で、そのウルムナギ又の女の子は、何やら前傾姿勢になっていったんですが、同時に尻尾が2つに別れていきまして、顔の横からヒレみたいな物まで出現しています。
「バレてしまってはしかたがありません。本当でしたら湖底にある私の住処に連れ込んでフルボッコにする予定でしたけれど予定変更です。今ここで、今まであなた達に狩りまくられた同胞の恨みをはらさせてもらいますわ」
そう言うと、そのウルムナギ又の女の子は湖に向かって右手を上げました。
すると、湖の中から20匹近いウルムナギが出現したかと思うと、そのウルムナギ又の女の子の後方に集結していきます。
「さぁみんな! あの男がこの湖に罠をしかけまくって、我が同胞達を……」
「ちょっといいですか?」
「え? あ、はい……」
僕がまったをかけると、ウルムナギ又の女の子はびっくりしたような表情を浮かべながら僕を見つめ返してきました。
……この反応をみるからに、根は良い子なのかもしれません。
「あのですね……罠とわかってるんなら、避ければよかったんじゃないんですかね?」
「そ……そんなことを言われてもですね……あ、あんな美味しそうな餌を付けられてですね……それを食べたい衝動を抑えることが出来るでしょうか!? いいえ出来ませんとも!」
「いや……そこは抑えようよ」
「あぐ!?」
僕のつっこみに、思わず絶句するウルムナギ又の女の子。
「と、とにかくですね、なんの罪もない我が同胞達を釣りまくるのは許せないのですよ」
「湖の他の魚を食い荒らす害魚だからドンドン釣り上げてくれって組合から言われてるんだけど? そこんとこはどうなのさ?」
僕がそう言うと、そのウルムナギ又の女の子は、
『え? 何のことですかそれ?』
とでも言いたげな顔をしながら、明後日の方向を向いていきました。
その後方に控えているウルムナギ達も、あちこちへ視線をむけています。
その態度を前にして、僕は乾いた笑いを浮かべていきました。
っていうか、そうしか出来ないですよね……こんな対応された日には……
ったく、そんな理由でフルボッコにされたら敵わないですよ、ホント。
しかも、ウルムナギ又の女の子は、僕と一緒に……って、ちょっと待った。
「ウルムナギ又さんは、僕だけをフルボッコに憂さ晴らしをしてはいお終いってするつもりだったの? っていうかさ……

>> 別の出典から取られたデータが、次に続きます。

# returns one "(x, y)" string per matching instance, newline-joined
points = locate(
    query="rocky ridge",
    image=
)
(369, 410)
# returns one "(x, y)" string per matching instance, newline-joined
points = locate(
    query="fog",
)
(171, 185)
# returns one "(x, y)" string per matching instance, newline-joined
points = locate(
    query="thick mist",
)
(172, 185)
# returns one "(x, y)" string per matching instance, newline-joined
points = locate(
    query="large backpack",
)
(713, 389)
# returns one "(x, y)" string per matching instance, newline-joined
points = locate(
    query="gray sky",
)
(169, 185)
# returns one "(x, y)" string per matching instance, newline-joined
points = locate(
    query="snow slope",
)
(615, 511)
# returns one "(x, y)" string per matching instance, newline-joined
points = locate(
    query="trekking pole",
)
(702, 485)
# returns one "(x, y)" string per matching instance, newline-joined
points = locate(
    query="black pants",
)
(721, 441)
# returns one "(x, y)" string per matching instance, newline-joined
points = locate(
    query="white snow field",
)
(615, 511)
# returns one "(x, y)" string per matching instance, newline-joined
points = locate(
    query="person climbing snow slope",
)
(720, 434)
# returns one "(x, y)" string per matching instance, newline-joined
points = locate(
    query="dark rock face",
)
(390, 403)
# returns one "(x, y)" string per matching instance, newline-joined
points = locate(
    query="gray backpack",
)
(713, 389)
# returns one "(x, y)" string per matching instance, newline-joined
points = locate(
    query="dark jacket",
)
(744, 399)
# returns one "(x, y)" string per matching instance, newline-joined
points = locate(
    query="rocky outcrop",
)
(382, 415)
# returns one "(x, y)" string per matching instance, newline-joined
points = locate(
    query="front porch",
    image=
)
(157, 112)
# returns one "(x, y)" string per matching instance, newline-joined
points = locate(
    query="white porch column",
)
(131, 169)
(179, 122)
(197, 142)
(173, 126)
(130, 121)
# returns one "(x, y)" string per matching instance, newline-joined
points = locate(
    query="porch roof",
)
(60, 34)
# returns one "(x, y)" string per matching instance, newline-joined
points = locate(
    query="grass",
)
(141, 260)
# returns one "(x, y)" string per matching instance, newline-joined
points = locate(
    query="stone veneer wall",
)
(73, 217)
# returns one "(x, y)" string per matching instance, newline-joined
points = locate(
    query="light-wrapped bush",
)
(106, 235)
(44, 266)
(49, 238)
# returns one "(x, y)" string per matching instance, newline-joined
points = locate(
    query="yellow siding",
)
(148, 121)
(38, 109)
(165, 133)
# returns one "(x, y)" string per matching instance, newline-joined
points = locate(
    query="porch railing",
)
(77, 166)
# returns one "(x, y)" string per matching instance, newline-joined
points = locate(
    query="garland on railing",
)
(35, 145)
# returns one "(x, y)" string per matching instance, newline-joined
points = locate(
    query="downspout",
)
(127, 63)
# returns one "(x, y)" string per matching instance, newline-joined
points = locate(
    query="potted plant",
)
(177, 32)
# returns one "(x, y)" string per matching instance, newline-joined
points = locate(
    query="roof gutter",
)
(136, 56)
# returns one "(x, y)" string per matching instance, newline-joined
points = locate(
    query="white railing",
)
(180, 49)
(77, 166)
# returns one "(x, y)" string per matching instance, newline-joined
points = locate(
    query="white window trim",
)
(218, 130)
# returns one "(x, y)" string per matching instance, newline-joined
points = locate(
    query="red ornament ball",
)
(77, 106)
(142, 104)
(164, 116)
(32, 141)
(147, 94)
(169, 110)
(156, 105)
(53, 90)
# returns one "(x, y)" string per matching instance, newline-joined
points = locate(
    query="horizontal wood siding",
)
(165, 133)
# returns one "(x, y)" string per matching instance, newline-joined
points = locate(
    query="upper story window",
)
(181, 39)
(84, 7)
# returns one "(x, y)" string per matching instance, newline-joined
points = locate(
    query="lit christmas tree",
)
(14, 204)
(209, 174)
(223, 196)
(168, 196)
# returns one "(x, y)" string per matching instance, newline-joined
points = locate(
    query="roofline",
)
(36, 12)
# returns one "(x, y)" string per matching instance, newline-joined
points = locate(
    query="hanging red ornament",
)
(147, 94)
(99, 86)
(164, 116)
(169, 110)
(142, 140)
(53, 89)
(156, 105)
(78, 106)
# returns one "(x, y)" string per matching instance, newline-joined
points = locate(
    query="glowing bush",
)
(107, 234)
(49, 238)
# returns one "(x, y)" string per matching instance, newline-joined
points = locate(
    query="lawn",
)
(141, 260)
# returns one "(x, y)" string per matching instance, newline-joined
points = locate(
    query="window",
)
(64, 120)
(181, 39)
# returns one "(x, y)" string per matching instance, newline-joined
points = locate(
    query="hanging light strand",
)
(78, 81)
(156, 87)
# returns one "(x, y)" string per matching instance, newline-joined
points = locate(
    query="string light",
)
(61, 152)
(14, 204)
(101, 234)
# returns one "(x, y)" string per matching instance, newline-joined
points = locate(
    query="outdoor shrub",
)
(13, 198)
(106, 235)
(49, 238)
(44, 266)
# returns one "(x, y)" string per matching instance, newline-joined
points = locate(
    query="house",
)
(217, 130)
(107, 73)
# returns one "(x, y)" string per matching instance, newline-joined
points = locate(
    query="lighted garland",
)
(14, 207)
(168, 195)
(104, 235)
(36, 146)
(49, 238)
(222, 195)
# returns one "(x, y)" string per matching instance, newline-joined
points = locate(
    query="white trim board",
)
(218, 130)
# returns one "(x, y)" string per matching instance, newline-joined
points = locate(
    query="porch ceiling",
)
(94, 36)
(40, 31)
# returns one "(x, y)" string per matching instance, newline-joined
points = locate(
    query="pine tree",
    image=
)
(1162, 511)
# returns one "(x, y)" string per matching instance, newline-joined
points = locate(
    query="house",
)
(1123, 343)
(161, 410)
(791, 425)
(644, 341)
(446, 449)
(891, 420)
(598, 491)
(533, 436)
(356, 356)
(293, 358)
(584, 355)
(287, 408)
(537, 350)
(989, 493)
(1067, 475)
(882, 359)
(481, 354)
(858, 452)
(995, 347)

それを、ウチのパラナミオにもしようとしてたわけ? ねぇ?」
ちょっとですね……そこに思い当たった僕、思わず顔面が暗黒モードに突入していきました。
腕力には自信ありませんし、度胸もそんなにある方じゃありません。
どこから見てもスーパマンじゃありませんし、スペースオペラの主役にだってなれません。
危機一髪を救えるとも思えませんし、ご期待通りになんて絶対現れません。
そんな星屑みたいな僕ですけど……娘を、パラナミオをフルボッコにしようとしていたと聞いては、ちょっと黙っていられない感じです。
で、僕は、腕をボキボキならしながら、勢いだけでズイッと前に出て行きました。